Holland è riuscito a rompere il silenzio e il tabù di chi non ha mai parlato del ruolo avuto in quegli anni, neppure ai famigliari. «Com’è possibile che alcuni non si siano resi conto della gravità dei loro atti se non quando le cose erano andate troppo avanti?» si domandava il regista, chiedendosi anche come gli ex giovani hitleriani abbiano rielaborato il loro vissuto e se la vecchiaia avesse riportato un senso morale nelle loro esistenze. Tuttavia nel film ogni intervistato ricostruisce la storia in modo spesso contraddittorio, a volte riconoscendo e altre negando l’entità dell’Olocausto pur essendone stato testimone. La banalità del male è ancora lì. Ed è tornata d’attualità in tutta Europa con i movimenti neonazisti e fascisti, cosa che ha fatto sentire a Holland ancora più necessario il suo film, per indicare la deriva dell’autoritarismo e quanto sia pericolosa ogni ideologia basata sull’identità razziale o nazionale. «Spero che ogni spettatore rifletta sul proprio posto nel disordinato e complesso mondo di oggi». Ma tra le sue motivazioni ce n’è anche una più personale.
Il progetto era nato dopo aver scoperto la storia della sua famiglia.
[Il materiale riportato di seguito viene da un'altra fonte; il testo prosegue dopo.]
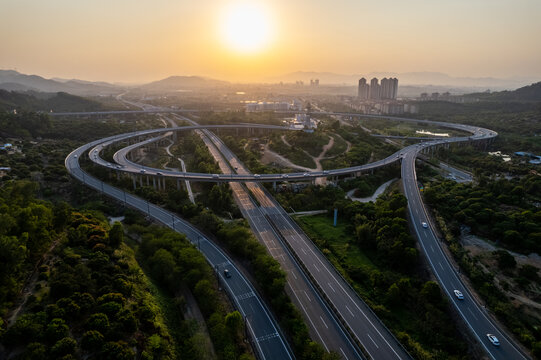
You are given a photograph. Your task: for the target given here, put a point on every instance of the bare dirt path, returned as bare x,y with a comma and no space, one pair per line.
29,285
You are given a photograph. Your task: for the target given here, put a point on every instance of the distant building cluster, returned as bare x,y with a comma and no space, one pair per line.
386,108
446,96
303,121
387,90
272,105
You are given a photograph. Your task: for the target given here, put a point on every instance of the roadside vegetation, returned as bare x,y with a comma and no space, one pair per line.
502,213
373,250
88,299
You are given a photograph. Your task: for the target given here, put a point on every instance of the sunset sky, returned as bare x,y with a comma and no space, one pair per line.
143,40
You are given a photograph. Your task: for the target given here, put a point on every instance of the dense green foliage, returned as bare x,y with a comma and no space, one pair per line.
364,149
518,125
89,302
501,210
177,264
27,228
372,248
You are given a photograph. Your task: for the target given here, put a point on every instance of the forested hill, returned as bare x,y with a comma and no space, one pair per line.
57,102
530,93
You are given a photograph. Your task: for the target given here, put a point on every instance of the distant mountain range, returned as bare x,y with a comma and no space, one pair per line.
410,84
180,83
530,93
14,81
39,101
410,78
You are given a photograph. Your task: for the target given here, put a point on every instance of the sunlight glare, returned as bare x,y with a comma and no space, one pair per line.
246,27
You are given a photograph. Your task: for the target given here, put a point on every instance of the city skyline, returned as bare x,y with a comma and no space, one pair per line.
145,41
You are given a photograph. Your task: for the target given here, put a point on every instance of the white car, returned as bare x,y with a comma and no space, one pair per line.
493,339
458,294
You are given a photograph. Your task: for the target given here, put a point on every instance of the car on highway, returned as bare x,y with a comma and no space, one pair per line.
493,339
459,294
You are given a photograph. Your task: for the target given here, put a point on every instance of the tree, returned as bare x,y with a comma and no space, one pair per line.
505,260
234,322
431,292
116,235
63,347
92,341
56,330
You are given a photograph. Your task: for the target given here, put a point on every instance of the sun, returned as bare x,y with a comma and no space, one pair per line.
246,27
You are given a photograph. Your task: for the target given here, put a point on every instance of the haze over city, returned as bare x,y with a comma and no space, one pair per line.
240,41
270,179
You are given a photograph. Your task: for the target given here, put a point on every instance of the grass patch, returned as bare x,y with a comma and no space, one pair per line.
339,146
338,239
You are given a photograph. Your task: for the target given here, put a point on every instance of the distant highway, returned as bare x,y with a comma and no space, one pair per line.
475,317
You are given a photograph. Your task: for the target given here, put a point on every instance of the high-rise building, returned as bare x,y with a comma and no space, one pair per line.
364,89
394,88
385,89
375,92
389,88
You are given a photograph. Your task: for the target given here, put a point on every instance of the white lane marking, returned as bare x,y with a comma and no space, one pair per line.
311,322
343,353
331,287
473,314
323,321
350,298
372,340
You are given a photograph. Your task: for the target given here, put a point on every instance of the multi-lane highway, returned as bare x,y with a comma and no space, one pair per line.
266,337
326,278
474,315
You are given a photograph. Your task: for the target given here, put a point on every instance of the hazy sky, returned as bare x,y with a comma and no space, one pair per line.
144,40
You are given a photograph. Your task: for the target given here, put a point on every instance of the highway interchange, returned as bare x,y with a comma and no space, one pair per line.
273,225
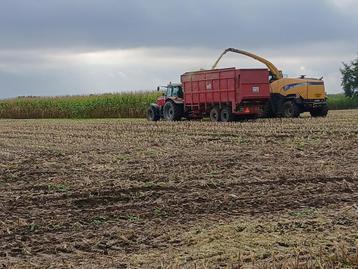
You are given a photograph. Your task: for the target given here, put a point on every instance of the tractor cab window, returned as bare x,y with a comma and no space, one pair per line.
177,91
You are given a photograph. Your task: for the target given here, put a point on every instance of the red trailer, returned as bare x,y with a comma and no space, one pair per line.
221,94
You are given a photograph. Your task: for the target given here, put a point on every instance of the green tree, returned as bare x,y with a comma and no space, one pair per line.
350,78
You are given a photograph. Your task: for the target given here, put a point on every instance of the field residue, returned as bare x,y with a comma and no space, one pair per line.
135,194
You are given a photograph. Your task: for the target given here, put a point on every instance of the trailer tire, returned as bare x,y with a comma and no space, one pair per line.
268,110
172,111
290,110
319,112
226,114
215,115
153,113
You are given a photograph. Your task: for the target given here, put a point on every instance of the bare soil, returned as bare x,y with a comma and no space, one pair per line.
134,194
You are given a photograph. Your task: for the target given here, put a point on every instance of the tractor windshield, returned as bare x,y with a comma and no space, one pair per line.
177,91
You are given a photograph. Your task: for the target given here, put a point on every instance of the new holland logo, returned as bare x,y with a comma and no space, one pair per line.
303,84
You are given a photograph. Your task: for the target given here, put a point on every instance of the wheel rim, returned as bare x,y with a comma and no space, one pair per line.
225,116
214,115
289,111
170,112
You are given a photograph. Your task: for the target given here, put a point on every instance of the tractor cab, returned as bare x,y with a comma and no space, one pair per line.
172,91
170,105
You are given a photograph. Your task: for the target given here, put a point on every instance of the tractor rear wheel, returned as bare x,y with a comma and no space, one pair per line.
215,114
290,110
226,114
153,113
172,111
319,112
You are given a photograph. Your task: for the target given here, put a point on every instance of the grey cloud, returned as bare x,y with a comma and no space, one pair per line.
171,37
94,24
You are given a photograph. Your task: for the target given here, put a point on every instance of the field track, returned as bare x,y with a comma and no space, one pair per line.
133,194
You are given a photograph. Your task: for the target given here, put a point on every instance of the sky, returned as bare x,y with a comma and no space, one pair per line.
70,47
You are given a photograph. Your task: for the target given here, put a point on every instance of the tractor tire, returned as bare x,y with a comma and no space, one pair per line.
268,110
319,112
215,115
290,110
226,114
153,113
172,111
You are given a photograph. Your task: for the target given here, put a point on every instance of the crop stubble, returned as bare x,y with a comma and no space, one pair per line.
129,192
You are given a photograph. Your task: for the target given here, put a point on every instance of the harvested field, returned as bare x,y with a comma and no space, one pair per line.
133,194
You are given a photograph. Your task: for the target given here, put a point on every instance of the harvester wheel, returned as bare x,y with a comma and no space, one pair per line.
172,111
215,114
319,112
153,113
290,110
226,114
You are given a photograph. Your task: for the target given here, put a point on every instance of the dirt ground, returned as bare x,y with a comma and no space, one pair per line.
134,194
I nonni materni, viennesi, erano morti in un campo di concentramento. Sua madre, rifugiatasi di Inghilterra e trasferitasi in Paraguay nel 1952, non gliene aveva mai parlato: si sentiva in colpa per aver lasciato i suoi a Vienna nel 1938. Così il regista è cresciuto in Paraguay, tra la comunità cristiana di lingua tedesca e gli indigeni, senza che nessuno gli avesse mai parlato delle sue radici ebraiche. Poi, la scoperta. «Allora ho voluto sapere, capire cosa aveva portato alla morte dei miei nonni. Inizialmente volevo addirittura cercare chi li aveva uccisi. Ma risultò impossibile» aveva dichiarato Holland, diventato poi un filmaker. «Così è nata l’idea di cercare i loro coetanei: non i grandi criminali noti alla storia, ma le persone altrimenti ordinarie che però, nella vita quotidiana, avevano sempre accettato di lavorare attuando di fatto i piani di Hitler. Non certo pochi. Erano 900.000 gli uomini che hanno lavorato per le SS e altri 900.000, bambini compresi, erano i manovali della ferrovia che trasportava gli ebrei ai campi». Trovarli e intervistarli sembrava difficilissimo, per questo il lavoro è durato tanti anni. «Ci sono riuscito facendo networking con amici e conoscenti, viaggiando per la Germania e chiacchierando molto con le persone che incontravo» ha spiegato ancora Holland, che negli ultimi anni si è pure scoperto un tumore. «Poi ho dovuto fare molta attenzione a come condurre le interviste: volevo conquistare la loro fiducia senza però risultare indulgente, cercando di capire senza assolvere. Volevo soprattutto comprendere come il Nazismo abbia potuto fare presa sulle menti giovani. E ho capito che, mentre a 40 o 50 anni molti perpetravano il silenzio per non aprirsi, prima di morire avrebbero avuto il desiderio di liberarsi di quel peso, di fare i conti con quel periodo della storia e della loro vita. Se ho voluto girare questo film è perché sono ancora ottimista sulla possibilità di imparare delle lezioni della storia». Holland è scomparso poco dopo aver finito “Final Account”, a missione compiuta.